テンギズ・アブラゼ監督のジョージア(グルジア)映画『懺悔』を岩波ホールに見に行ったことがある。テンギズ・アブラゼはジョージアの映画監督で、スターリン時代の恐怖政治をスクリーンに残した。『懺悔』は、ソ連崩壊前の1984年に完成したが、まずその内容からしてすぐに公開が許されるようなものではなかった。スターリンによる独裁、大粛清の歴史をただちに思い浮かべる内容で、アブラゼ監督ももちろんそのような体制を糾弾していた。

『懺悔』の物語は、ケーキ職人の女性の追想に始まる。女性が子供のころ、独裁政治を敷く市長(架空)のために両親が相次いで粛清される。画家だった父親はその技量を市長に見込まれ、独裁政治への宣伝協力を依頼されるが、断った。市長と画家はむしろ親しい間柄にもなるが、独裁への協力を拒否した画家を市長は許さなかった。

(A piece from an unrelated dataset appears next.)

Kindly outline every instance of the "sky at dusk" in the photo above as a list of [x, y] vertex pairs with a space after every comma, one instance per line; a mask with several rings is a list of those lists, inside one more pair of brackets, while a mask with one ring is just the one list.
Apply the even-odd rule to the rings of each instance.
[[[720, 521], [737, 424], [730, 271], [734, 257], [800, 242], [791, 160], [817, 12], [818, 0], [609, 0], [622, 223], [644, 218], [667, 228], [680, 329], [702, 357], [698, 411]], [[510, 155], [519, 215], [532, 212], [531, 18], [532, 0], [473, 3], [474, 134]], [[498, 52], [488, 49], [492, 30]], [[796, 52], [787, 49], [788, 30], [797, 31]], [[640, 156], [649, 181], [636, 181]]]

独裁者の市長が死ぬ。女性は、市長の遺体を三度も墓場から掘り起こし、市長の息子家族の自宅庭園に置いた。この墓荒らし犯人を突き止めるべく張り番をする刑事たちは「やってられないよ」といった風情で酒を飲み出す。このあたり、ゴルバチョフ登場前後、ソ連末期の社会風俗をよく表現している。実はゴルバチョフのペレストロイカは、激増していたアルコール中毒者への対処が始まりだった。ソ連経済が落ち込んでいるのはアルコール中毒者がソ連社会に多すぎるからだと考えたゴルバチョフだったが、その対策ではもちろん経済は立ち直らず、次々に新たな対策を打ち出し、ついに最後は社会主義経済の放棄にまでいたったのである。

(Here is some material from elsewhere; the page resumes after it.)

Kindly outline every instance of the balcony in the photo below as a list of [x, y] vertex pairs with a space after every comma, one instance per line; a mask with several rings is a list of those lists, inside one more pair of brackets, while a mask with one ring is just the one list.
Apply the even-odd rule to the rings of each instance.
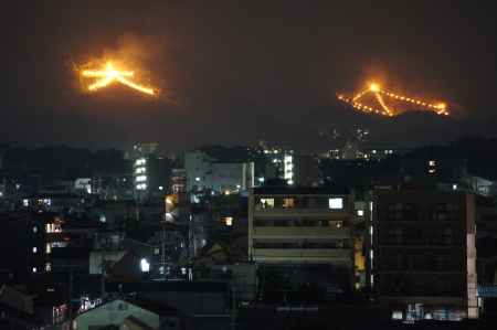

墓荒らしの犯人を張っていた市長の孫の青年が、ついに墓荒らし犯を発見して女性の肩を銃で射抜く。負傷した女性は裁判にかけられるが、法廷では、過去の粛清の悲劇を一部始終物語り、「墓荒らしをしたのは事実だが、私には罪はありません」と堂々と主張する。「罪のない両親を処刑した市長こそ人間としての罪に問われるべきなのです。だから、私が生きている限り、市長の墓は300回でも掘り起こすでしょう。市長には墓場に眠る権利はないんです」

墓場に眠る権利はない。この考え方ですぐに想起するのは、レーニン廟におけるレーニンその人だろう。死んだレーニンは墓場に入ることを許されず、体内に防腐剤を注入されて何十年も衆人の目にさらされることになる。この処置を施したのはスターリンだった。レーニンの死の直後、自らの権力基盤がまだ固まらず、レーニンの権威の威光を借りなければならなかった。スターリン本人もその死後、遺言によってレーニンの隣に安置されたが、その後スターリンだけは廟から取りのけられた。

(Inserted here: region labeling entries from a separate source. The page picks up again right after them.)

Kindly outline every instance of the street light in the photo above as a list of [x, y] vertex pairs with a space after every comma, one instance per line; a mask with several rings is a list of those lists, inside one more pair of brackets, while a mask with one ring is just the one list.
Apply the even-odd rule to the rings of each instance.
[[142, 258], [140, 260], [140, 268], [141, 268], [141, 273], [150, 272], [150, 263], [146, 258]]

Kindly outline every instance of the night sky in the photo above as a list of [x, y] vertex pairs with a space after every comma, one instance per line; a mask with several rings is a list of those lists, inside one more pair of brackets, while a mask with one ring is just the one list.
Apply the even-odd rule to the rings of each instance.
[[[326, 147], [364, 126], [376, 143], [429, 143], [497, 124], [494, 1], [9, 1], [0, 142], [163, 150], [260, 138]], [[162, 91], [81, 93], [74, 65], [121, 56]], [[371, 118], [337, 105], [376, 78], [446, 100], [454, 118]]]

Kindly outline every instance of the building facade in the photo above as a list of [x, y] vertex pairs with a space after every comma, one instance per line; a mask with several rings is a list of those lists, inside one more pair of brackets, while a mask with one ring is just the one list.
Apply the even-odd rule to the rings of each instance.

死の意味。それは、常識的な言葉で言えば、安らかに眠るということであろう。土葬、火葬、鳥葬。世界中で様々な弔いの様式はあるが、それは土に帰る、海に帰る、自然に帰る、というような考え方に基づいている。しかし、この死の意味に対する考えについて、スターリンは完全に転倒していた。アブラゼ監督は、この転倒した考えを逆手に取って、市長には、レーニンやスターリンと同様、墓場に眠る権利はないと考えた。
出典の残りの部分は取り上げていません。